Social cognitive theory has its roots in a famous experiment done by Albert Bandura in 1961. In Bandura's experiment, children were shown a video of an adult hitting, kicking and tossing a life-size clown doll, called a Bobo doll. The adults in the video showed very aggressive behavior, the kind of behavior that most people would not display.

Then, Bandura left the children alone with several toys, including the Bobo doll. Many of the children engaged in the aggressive acts that they saw the adults in the video do. They hit and kicked the doll. They shouted angry words at the doll. In short, they imitated the adults. Before the Bobo doll study, people assumed that watching an aggressive act would drain a person's level of aggression and make them less aggressive. After the study, however, people and psychologists began to pay more attention to how behavior is shaped by modeling.
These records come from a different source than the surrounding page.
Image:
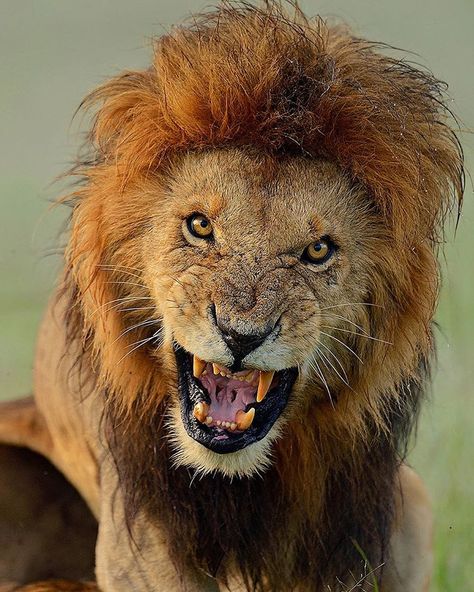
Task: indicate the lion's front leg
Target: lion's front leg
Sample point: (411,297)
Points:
(141,561)
(411,559)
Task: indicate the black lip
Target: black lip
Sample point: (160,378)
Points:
(266,412)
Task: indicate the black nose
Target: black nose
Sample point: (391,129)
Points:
(240,344)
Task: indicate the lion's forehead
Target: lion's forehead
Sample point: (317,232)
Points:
(270,200)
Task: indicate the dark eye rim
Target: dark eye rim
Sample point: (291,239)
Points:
(332,248)
(190,228)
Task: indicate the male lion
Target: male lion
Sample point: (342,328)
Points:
(232,365)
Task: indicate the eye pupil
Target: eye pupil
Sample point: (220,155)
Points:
(319,251)
(199,226)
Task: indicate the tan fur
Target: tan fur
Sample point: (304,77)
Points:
(280,130)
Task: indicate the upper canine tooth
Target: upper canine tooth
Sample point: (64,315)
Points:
(201,411)
(264,382)
(198,366)
(244,420)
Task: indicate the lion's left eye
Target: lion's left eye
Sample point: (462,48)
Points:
(319,251)
(199,226)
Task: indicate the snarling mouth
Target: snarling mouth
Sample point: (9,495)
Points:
(227,411)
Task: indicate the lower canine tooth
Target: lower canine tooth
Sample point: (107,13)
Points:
(198,366)
(264,382)
(200,411)
(244,420)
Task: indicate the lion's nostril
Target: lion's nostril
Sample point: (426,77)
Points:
(240,344)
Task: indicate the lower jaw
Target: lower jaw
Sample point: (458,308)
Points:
(223,442)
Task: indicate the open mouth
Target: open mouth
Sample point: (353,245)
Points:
(227,411)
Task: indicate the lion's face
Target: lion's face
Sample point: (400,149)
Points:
(255,266)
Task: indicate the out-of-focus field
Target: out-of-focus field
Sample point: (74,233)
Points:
(52,53)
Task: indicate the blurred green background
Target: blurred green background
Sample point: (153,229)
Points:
(52,52)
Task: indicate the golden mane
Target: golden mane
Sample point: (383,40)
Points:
(243,76)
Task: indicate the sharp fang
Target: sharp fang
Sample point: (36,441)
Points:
(244,420)
(200,411)
(264,382)
(198,366)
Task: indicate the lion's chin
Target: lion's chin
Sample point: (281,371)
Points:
(252,460)
(227,412)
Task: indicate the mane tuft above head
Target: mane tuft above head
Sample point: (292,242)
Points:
(243,75)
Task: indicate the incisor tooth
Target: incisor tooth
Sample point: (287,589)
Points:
(244,420)
(198,366)
(264,382)
(200,411)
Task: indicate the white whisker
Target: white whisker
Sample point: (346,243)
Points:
(343,344)
(355,333)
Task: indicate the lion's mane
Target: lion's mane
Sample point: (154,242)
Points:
(258,77)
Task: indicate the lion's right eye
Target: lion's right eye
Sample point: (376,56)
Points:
(199,226)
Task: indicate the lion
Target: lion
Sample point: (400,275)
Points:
(233,362)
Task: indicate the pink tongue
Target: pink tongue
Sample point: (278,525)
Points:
(227,395)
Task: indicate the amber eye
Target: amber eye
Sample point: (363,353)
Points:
(319,251)
(199,226)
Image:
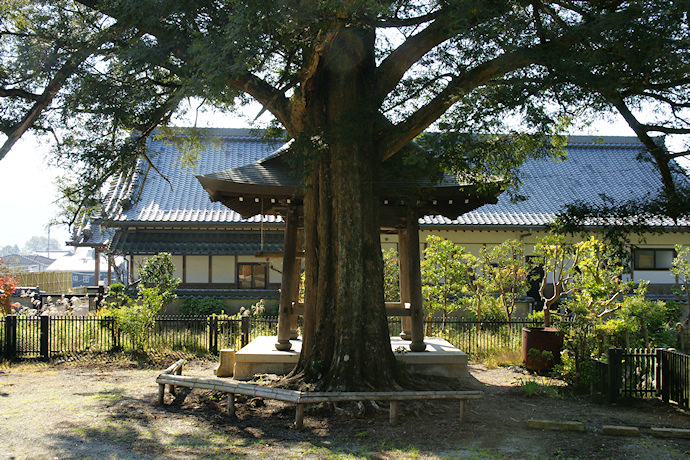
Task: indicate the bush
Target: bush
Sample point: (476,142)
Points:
(202,307)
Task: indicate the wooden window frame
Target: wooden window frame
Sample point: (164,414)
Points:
(656,259)
(253,264)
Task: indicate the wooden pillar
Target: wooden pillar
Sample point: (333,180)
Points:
(287,283)
(110,269)
(295,286)
(97,268)
(403,244)
(415,281)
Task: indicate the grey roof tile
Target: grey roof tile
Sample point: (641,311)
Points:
(154,201)
(594,166)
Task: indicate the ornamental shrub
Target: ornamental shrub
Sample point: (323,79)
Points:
(206,306)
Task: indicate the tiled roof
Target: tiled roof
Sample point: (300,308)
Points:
(197,242)
(595,166)
(183,200)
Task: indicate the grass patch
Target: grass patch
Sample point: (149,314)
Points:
(535,388)
(503,357)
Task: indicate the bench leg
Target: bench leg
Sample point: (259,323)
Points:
(299,416)
(231,404)
(394,413)
(161,393)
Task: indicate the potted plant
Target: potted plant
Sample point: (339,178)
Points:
(541,346)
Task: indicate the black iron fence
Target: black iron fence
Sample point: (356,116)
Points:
(644,373)
(50,337)
(480,338)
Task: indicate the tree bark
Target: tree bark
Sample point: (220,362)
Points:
(346,344)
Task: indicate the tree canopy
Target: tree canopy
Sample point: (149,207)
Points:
(91,73)
(353,82)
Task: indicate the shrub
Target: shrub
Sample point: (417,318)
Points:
(202,307)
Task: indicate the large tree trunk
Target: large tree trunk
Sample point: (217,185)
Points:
(345,337)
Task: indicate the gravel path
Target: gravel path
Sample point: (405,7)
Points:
(96,411)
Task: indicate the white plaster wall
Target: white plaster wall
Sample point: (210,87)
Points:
(197,269)
(223,269)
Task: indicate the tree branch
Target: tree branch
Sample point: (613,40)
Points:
(55,84)
(392,139)
(20,93)
(657,151)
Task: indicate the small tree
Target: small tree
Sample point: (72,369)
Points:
(681,268)
(595,292)
(391,275)
(158,281)
(507,273)
(445,275)
(157,289)
(557,259)
(8,284)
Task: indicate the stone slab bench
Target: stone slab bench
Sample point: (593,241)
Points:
(173,378)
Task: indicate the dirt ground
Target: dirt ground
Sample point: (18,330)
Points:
(95,410)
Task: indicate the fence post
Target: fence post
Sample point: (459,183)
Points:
(45,333)
(115,334)
(664,372)
(213,335)
(615,355)
(10,336)
(245,331)
(659,381)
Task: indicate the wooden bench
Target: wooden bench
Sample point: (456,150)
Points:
(173,377)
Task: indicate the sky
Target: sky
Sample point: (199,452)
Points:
(27,184)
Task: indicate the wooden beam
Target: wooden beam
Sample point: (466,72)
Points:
(276,255)
(287,285)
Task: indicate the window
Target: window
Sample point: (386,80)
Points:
(251,276)
(653,259)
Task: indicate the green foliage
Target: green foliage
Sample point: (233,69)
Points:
(507,273)
(259,310)
(446,273)
(157,277)
(113,68)
(681,268)
(117,293)
(8,284)
(136,320)
(207,306)
(535,388)
(391,276)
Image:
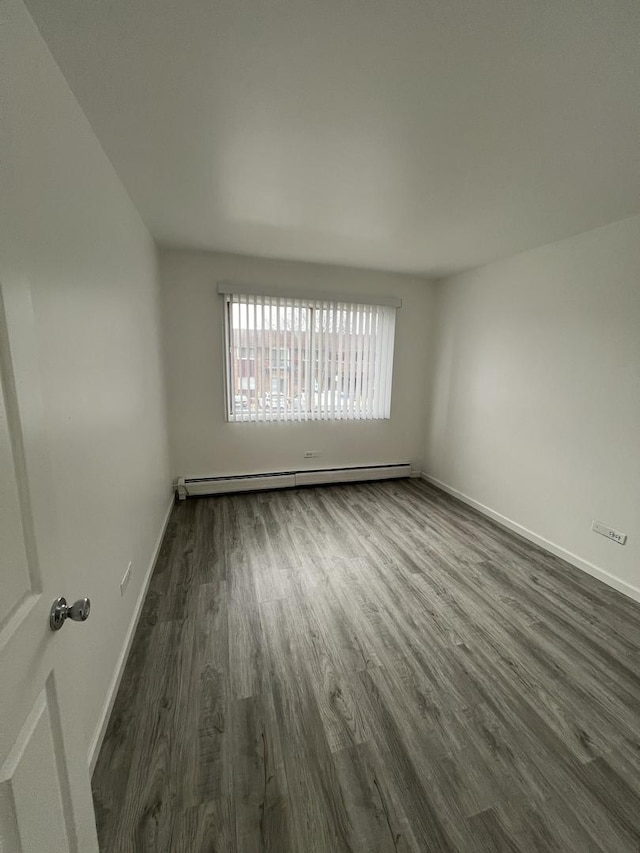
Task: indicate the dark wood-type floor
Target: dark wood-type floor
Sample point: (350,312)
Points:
(371,668)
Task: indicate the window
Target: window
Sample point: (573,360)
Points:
(295,359)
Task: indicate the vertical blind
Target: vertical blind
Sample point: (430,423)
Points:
(295,359)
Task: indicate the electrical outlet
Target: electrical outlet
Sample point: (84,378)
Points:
(125,580)
(609,532)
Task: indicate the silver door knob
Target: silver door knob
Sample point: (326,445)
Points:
(61,611)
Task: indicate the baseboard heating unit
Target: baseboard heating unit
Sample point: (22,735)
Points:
(193,486)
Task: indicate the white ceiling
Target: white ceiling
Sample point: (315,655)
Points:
(397,134)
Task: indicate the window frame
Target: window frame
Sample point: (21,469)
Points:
(240,296)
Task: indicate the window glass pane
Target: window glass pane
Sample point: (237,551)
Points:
(288,360)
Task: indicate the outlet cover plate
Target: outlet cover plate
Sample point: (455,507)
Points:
(609,532)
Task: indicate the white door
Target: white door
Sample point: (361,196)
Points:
(45,797)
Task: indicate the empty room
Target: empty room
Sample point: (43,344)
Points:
(319,426)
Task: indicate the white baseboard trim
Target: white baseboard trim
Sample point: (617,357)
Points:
(590,568)
(101,728)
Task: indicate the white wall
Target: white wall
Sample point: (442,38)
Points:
(536,404)
(68,228)
(203,443)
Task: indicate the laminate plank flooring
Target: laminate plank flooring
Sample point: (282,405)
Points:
(371,668)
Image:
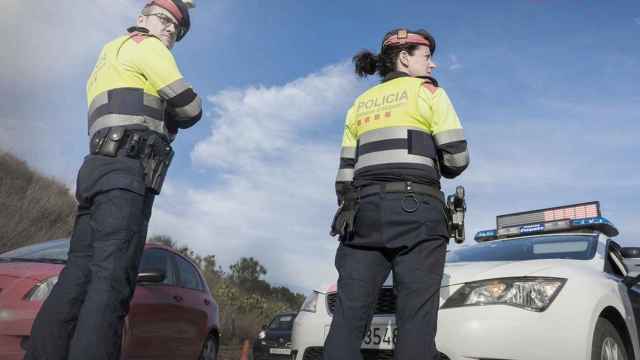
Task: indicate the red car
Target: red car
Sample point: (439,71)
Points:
(172,314)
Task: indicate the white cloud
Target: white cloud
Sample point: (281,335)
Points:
(261,123)
(454,63)
(60,36)
(276,198)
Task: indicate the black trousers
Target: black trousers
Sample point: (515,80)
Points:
(399,233)
(83,316)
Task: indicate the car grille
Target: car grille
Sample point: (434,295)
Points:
(315,353)
(386,302)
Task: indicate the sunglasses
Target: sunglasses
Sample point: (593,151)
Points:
(165,20)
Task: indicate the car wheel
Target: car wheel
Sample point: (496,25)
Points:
(209,349)
(607,343)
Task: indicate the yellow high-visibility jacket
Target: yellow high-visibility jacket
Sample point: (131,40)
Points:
(135,83)
(404,129)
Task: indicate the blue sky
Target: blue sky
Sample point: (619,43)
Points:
(547,92)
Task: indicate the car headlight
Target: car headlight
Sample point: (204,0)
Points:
(41,291)
(310,303)
(529,293)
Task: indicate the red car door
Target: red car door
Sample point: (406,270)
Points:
(156,313)
(195,309)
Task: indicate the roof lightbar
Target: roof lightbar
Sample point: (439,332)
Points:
(550,220)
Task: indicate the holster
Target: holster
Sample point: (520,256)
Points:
(156,159)
(151,148)
(344,219)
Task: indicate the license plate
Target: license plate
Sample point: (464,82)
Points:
(383,337)
(280,351)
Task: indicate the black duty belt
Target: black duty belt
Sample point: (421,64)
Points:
(401,187)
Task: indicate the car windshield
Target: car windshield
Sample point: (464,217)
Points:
(284,322)
(50,250)
(576,247)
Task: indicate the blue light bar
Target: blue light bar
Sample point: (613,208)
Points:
(486,235)
(598,223)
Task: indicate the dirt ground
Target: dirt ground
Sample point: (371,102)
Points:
(230,352)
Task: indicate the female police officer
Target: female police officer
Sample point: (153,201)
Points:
(400,137)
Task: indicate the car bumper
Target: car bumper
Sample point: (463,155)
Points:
(264,352)
(15,330)
(11,347)
(494,332)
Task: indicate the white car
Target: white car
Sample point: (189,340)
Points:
(556,289)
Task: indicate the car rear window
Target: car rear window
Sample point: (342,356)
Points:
(576,247)
(284,322)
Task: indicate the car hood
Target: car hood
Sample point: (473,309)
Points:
(30,270)
(464,272)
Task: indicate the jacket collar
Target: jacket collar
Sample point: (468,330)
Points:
(398,74)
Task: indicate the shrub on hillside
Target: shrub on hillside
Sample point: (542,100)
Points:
(33,208)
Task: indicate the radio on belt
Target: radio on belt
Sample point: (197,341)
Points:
(577,217)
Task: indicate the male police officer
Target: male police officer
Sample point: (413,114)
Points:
(137,102)
(400,137)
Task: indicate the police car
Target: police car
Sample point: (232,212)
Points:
(544,285)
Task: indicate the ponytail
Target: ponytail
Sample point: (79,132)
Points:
(366,63)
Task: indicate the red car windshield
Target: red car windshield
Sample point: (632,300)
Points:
(55,250)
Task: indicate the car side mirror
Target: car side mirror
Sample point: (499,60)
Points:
(152,276)
(631,281)
(630,252)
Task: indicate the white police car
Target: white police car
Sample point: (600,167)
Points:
(546,285)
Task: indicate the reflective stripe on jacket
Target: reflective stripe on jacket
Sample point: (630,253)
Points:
(404,129)
(136,82)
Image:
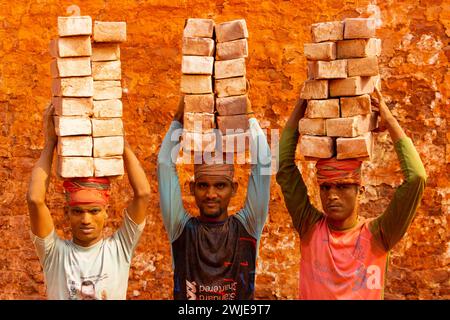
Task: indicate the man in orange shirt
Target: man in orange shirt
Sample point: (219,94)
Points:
(344,256)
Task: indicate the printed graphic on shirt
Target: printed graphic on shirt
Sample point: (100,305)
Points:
(88,288)
(223,291)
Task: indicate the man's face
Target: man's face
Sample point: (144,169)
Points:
(212,195)
(339,201)
(87,222)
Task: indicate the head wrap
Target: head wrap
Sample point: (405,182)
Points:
(224,170)
(87,190)
(335,171)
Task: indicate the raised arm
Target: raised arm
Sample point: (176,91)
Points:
(294,190)
(255,211)
(173,213)
(141,188)
(40,218)
(390,227)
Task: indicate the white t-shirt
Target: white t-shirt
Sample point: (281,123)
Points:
(99,272)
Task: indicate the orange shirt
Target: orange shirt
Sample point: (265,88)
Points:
(347,264)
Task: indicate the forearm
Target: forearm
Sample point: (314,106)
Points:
(40,176)
(136,174)
(41,222)
(294,190)
(390,227)
(171,203)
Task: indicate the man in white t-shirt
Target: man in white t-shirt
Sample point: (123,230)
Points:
(88,266)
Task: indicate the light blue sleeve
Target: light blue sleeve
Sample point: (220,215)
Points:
(173,213)
(254,214)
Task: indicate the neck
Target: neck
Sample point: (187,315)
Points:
(345,224)
(222,217)
(86,244)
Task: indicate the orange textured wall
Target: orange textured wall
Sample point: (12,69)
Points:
(416,83)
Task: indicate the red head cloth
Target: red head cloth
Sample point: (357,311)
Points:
(87,190)
(224,170)
(338,171)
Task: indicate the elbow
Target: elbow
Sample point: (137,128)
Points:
(143,193)
(35,199)
(419,177)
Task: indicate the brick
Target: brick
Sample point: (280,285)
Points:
(197,65)
(314,127)
(105,51)
(107,90)
(320,51)
(229,68)
(72,106)
(79,46)
(80,146)
(70,67)
(329,69)
(107,108)
(352,106)
(228,106)
(106,70)
(230,87)
(351,126)
(359,28)
(72,126)
(75,167)
(315,89)
(199,103)
(232,50)
(108,146)
(198,122)
(108,166)
(198,28)
(231,30)
(74,26)
(362,67)
(359,147)
(73,87)
(194,141)
(323,108)
(358,48)
(196,84)
(316,147)
(327,31)
(198,47)
(352,86)
(110,31)
(107,127)
(236,143)
(230,124)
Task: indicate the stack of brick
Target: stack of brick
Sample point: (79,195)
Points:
(342,72)
(231,84)
(196,83)
(86,95)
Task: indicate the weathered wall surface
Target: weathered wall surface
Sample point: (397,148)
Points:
(416,83)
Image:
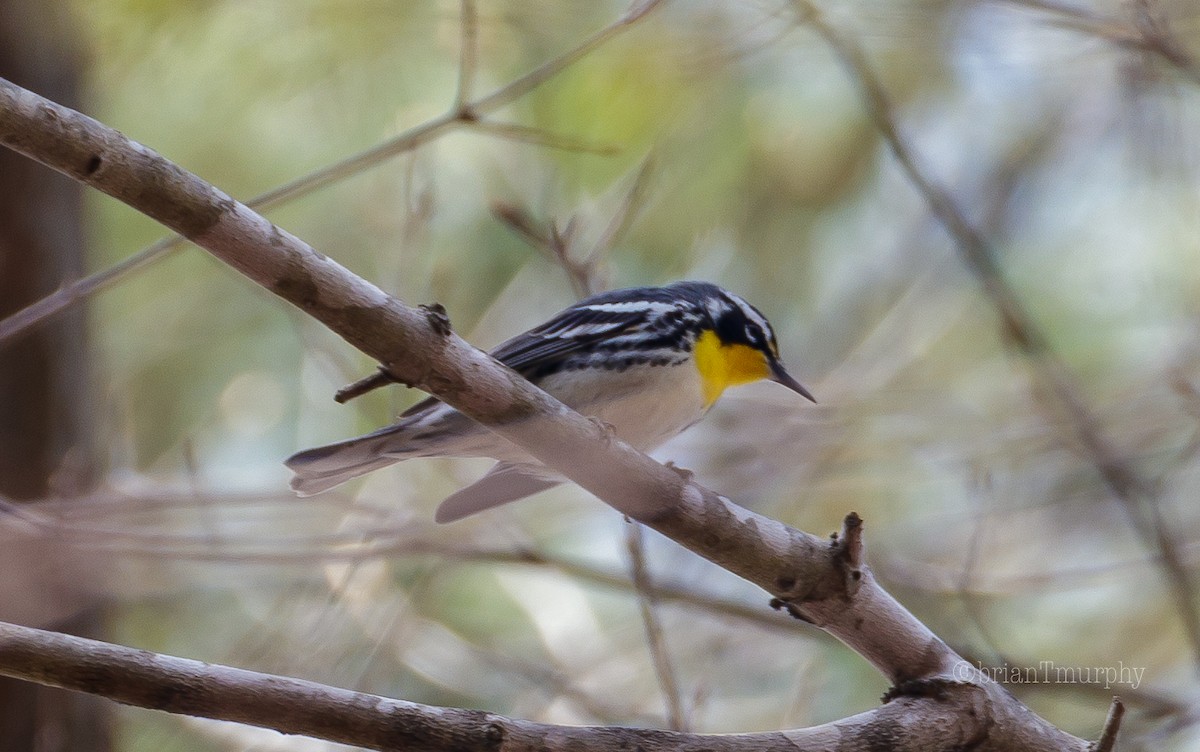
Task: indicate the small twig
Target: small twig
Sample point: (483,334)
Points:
(647,603)
(1108,740)
(1018,325)
(553,242)
(623,218)
(468,55)
(1147,32)
(79,290)
(540,137)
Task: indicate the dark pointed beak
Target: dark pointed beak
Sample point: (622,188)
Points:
(779,375)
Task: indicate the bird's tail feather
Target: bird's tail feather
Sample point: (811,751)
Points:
(323,467)
(503,483)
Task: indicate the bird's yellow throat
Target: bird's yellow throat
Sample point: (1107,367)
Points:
(726,365)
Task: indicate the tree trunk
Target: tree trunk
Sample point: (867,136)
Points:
(45,398)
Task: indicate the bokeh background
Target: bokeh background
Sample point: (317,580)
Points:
(1029,493)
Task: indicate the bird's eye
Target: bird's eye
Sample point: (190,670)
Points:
(754,335)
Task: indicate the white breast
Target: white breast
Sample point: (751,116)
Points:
(646,405)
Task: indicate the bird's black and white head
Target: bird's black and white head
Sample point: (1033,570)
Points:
(736,344)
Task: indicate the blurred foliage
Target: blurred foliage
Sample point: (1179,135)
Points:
(1077,156)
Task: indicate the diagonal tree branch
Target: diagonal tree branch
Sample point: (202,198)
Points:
(1137,497)
(462,114)
(820,582)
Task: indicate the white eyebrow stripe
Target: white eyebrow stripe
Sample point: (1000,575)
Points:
(750,313)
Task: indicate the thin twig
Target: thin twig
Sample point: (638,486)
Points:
(635,543)
(468,54)
(1108,740)
(1147,32)
(1019,328)
(78,290)
(623,218)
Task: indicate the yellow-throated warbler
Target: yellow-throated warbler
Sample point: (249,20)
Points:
(648,361)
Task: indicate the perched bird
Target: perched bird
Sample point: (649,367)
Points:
(649,361)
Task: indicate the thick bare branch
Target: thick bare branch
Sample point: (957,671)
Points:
(929,723)
(418,347)
(1135,494)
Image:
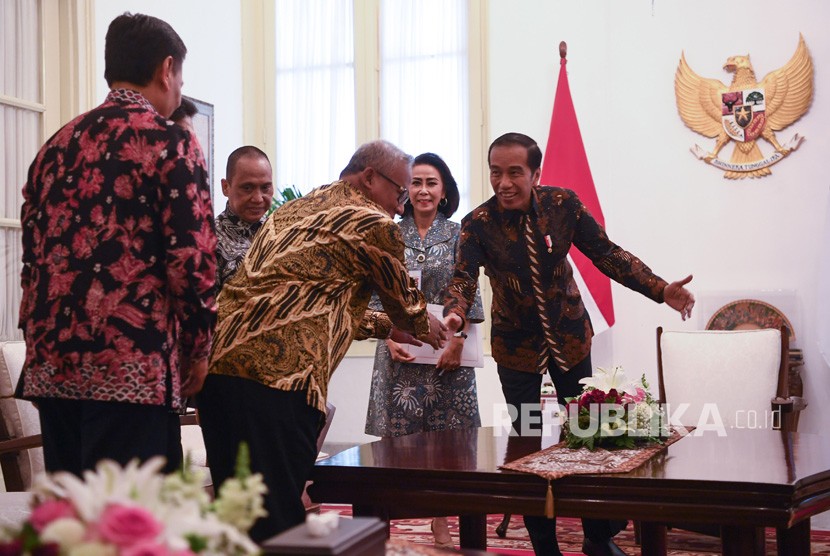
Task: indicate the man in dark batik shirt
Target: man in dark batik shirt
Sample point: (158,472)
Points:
(249,188)
(118,264)
(495,236)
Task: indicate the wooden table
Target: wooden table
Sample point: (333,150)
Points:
(743,481)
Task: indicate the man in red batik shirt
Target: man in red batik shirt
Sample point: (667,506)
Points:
(118,264)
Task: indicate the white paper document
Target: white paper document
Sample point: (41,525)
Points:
(471,356)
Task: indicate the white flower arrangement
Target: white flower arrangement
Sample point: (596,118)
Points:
(613,411)
(137,511)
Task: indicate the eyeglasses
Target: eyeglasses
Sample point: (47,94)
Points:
(403,193)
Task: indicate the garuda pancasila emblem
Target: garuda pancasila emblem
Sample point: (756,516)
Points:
(746,110)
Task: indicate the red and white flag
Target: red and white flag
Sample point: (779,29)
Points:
(566,165)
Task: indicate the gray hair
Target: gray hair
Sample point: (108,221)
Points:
(381,155)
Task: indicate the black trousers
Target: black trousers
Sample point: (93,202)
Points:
(525,388)
(280,429)
(79,433)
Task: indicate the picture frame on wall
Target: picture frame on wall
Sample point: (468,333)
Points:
(203,124)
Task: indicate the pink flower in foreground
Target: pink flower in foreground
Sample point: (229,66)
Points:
(146,548)
(11,548)
(128,526)
(49,511)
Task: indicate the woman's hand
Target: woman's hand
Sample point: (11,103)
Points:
(398,353)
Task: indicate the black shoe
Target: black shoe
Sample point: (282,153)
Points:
(601,548)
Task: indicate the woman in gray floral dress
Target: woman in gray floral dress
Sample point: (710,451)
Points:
(408,397)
Remember Jane? Just like the kids in the Bobo doll study, she learned her behavior (the eating disorder) from watching her friend Cathy. In this way, social cognition theory says that Jane has learned her way into a psychological disorder.

Reciprocal Determinism

There's more to the story than simple learning, though. Bandura also noticed that while people are learning from others around them, they are also shaping the way people interact with them.

Let's look at an example. Jane's friend Christie hates school. She acts out aggressively, talking back to teachers and bullying other students. As a result, the teachers and principal are very stern with Christie.